If at the end of the delay period the detecting apparatus 10 indicates that no pedestrian is waiting to cross the road, which may be the case if the pedestrian has had a change of mind, the control system will not change the lights to halt the traffic. This will result in a reduction in delays to vehicles travelling along the road and enhance the credibility of light controlled crossings in the minds of all drivers.

The microprocessor 17 may include one or more of the following optional features: (i) Environmental tracking. Environmental changes such as changes in air temperature or sunlight levels will give rise to changes in the detector element outputs. These changes are generally rather slow and must not be taken as real detection signals.

(ii) Tune out time. If one or more of the sub zones has a stationary object placed in it then it will be detected, but after a set period of time, it can be arranged that the signal from the stationary object is to be taken as part of a new background level and the detection state is terminated.

(iii) Failure monitoring. The equipment may fail. If there are no detections for a set period of time (e.g. 24 hours), this could be used as an indication of equipment failure and a continuous detection output could be returned as a signal that investigation is required.
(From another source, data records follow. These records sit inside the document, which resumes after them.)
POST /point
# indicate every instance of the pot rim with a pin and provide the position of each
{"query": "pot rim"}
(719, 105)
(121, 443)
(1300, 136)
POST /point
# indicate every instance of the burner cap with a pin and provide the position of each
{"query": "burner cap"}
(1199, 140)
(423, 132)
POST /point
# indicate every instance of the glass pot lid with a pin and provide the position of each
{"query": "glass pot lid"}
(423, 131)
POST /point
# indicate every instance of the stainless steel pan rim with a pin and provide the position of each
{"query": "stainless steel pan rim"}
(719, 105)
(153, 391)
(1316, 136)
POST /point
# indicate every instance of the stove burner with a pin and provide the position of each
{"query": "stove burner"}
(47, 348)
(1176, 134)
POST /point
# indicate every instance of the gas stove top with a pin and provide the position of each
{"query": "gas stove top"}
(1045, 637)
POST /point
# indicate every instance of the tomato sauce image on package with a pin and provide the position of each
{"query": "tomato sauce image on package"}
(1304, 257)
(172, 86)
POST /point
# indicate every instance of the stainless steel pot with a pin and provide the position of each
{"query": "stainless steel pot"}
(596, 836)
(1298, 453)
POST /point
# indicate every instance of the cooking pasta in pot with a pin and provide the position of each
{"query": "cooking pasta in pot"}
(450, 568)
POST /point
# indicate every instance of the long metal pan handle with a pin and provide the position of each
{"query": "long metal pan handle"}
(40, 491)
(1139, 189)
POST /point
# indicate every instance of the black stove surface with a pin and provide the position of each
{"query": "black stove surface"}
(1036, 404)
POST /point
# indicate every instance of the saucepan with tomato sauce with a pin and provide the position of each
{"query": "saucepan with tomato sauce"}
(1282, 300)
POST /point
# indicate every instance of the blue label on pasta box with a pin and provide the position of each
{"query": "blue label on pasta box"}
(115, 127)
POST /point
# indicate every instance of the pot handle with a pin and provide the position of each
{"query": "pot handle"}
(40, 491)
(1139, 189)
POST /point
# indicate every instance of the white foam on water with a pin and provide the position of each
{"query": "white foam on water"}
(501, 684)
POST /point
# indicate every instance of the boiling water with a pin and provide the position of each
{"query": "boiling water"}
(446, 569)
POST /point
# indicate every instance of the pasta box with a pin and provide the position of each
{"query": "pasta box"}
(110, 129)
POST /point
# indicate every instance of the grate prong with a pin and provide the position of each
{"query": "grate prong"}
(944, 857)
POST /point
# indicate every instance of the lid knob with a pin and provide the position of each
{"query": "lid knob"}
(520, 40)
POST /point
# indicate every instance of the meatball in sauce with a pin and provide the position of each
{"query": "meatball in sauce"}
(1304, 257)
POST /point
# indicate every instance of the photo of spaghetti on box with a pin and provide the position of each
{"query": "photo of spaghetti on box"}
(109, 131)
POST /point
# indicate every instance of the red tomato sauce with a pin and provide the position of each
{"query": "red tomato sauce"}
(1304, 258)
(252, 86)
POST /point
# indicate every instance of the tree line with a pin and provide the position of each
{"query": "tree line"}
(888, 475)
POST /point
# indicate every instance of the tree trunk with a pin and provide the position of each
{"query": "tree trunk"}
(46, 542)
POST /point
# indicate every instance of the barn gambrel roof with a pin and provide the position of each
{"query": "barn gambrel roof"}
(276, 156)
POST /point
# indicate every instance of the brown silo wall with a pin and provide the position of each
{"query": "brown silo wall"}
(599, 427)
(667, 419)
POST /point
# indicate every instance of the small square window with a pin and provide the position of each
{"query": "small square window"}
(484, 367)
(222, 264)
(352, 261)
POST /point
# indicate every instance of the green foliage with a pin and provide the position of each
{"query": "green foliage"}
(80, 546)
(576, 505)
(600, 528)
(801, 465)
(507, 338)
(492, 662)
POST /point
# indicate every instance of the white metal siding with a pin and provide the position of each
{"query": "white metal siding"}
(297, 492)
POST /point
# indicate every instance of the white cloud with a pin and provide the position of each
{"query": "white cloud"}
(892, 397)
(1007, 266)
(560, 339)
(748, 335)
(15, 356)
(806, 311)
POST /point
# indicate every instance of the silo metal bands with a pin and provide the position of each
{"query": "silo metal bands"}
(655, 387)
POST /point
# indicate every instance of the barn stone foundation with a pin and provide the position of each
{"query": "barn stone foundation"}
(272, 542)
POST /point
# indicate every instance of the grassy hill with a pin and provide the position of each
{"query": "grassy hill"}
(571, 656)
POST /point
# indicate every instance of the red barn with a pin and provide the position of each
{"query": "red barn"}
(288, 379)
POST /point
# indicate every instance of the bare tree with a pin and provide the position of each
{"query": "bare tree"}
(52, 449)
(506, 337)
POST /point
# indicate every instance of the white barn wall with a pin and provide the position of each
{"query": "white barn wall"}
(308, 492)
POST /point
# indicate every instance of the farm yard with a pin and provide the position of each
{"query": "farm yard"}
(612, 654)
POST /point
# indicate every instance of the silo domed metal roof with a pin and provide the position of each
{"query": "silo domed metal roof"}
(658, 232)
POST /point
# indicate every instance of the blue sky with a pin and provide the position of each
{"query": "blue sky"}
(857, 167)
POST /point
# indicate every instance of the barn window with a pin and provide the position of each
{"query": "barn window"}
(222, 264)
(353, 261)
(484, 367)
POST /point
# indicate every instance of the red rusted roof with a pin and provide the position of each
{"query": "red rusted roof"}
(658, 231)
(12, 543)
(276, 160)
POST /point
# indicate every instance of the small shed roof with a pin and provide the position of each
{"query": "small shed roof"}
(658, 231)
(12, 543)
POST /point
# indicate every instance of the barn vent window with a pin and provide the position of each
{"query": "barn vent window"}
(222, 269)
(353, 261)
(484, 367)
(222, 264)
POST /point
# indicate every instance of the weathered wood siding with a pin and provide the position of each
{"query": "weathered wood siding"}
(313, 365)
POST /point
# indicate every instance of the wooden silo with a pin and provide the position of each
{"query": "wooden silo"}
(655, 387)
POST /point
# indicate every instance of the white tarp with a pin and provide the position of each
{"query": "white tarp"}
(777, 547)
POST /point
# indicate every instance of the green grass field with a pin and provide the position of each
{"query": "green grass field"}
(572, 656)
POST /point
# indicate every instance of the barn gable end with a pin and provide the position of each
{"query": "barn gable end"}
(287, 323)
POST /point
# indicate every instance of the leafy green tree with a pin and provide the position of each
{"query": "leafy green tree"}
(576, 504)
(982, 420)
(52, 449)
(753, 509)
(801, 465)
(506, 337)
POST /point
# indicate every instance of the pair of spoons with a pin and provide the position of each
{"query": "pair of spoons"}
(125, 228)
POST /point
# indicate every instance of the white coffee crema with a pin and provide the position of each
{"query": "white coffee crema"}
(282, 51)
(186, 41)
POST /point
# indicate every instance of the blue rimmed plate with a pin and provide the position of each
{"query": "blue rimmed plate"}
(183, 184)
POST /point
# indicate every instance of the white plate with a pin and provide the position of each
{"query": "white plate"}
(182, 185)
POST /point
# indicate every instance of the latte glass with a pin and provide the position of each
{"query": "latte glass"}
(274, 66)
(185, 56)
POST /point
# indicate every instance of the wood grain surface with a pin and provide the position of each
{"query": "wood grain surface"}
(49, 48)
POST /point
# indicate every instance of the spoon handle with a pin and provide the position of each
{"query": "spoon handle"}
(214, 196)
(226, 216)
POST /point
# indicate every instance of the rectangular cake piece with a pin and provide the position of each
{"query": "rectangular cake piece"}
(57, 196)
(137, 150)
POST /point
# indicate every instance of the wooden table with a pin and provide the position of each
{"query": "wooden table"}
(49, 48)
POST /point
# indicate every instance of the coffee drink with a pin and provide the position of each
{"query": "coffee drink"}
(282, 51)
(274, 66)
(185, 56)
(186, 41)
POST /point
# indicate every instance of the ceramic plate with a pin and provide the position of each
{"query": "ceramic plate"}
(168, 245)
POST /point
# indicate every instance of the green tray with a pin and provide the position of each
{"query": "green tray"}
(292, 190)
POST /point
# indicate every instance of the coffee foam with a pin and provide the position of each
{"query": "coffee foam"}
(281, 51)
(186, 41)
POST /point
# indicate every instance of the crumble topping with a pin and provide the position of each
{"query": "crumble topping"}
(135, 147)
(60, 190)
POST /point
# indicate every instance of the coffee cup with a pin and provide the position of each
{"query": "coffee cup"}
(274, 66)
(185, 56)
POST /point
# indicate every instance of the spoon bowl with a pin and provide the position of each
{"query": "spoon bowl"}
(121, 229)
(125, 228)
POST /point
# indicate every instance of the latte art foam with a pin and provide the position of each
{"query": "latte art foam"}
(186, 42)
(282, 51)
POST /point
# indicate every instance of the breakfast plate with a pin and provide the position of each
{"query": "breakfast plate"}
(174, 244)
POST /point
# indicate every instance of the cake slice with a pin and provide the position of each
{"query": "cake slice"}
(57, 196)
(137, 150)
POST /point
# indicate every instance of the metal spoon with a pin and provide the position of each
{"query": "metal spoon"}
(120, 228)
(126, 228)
(iv) Auto threshold adjustment. Each sensor may have a different output from its neighbours and, in this case, detection thresholds will need to be set separately for each sensor automatically.

(v) Auto gain control. This will help (iv) above and will allow the detection apparatus to cope with situations where there are small signals perhaps in summer, and large signals perhaps in winter.

The detecting apparatus 10 operates on a passive infra-red system which will be less prone to giving false readings particularly in adverse weather conditions than an active infra-red system.

If desired, one or more filters may be provided so that only electromagnetic radiation of desired frequencies reaches the sensors 15. Typically, the filter(s) allow energy in the mid infra-red band (8-12 zm approximately) to be received.

The image of the three dimensional waiting zone need not necessarily be projected onto a single two dimensional plane. It could instead be projected onto two or more planes within the housing 12.

Also, the lens 14 could be replaced by one or more mirrors or by a lens and mirror system.

Claims (9)

1. Apparatus for detecting the emission of infra-red radiation, comprising optical means for projecting an image of a three-dimensional zone to be detected into the apparatus, an array of heat sensors within the apparatus for detecting the emission of infra-red radiation from each of a plurality of sub-zones of the zone to be detected and electronic circuit means responsive to the outputs of the sensors for producing a signal indicative of the presence and/or absence of an infra-red emitter significantly different from the level of background infra-red emission from the detected zone.

2. Apparatus as claimed in claim 1, wherein the optical means is arranged to project the image of the three dimensional zone to be detected onto one or more two dimensional planes within the apparatus and the heat sensors are arranged in or adjacent to said plane or planes.

3. Apparatus as claimed in claim 1 or 2, wherein the heat sensors are thermopiles.

4. Apparatus as claimed in claim 1 or 2, wherein the heat sensors are multiple thermocouples.

5. Apparatus as claimed in any one of the preceding claims, wherein the optical means comprises at least one lens.

6. Apparatus as claimed in any one of the preceding claims, wherein the optical means comprises at least one mirror.

7. Apparatus as claimed in any one of the preceding claims, wherein the optical means includes one or more filters so that only electromagnetic radiation of desired frequencies reaches the sensors.

8. Apparatus for detecting the emission of infra-red radiation, substantially as hereinbefore described with reference to the accompanying drawings.

9. A method of detecting the emission of infra-red radiation from pedestrians waiting to cross a road at a pedestrian crossing controlled by traffic lights, comprising the step of mounting detecting apparatus according to any one of the preceding claims at an elevated position above a pedestrian waiting area.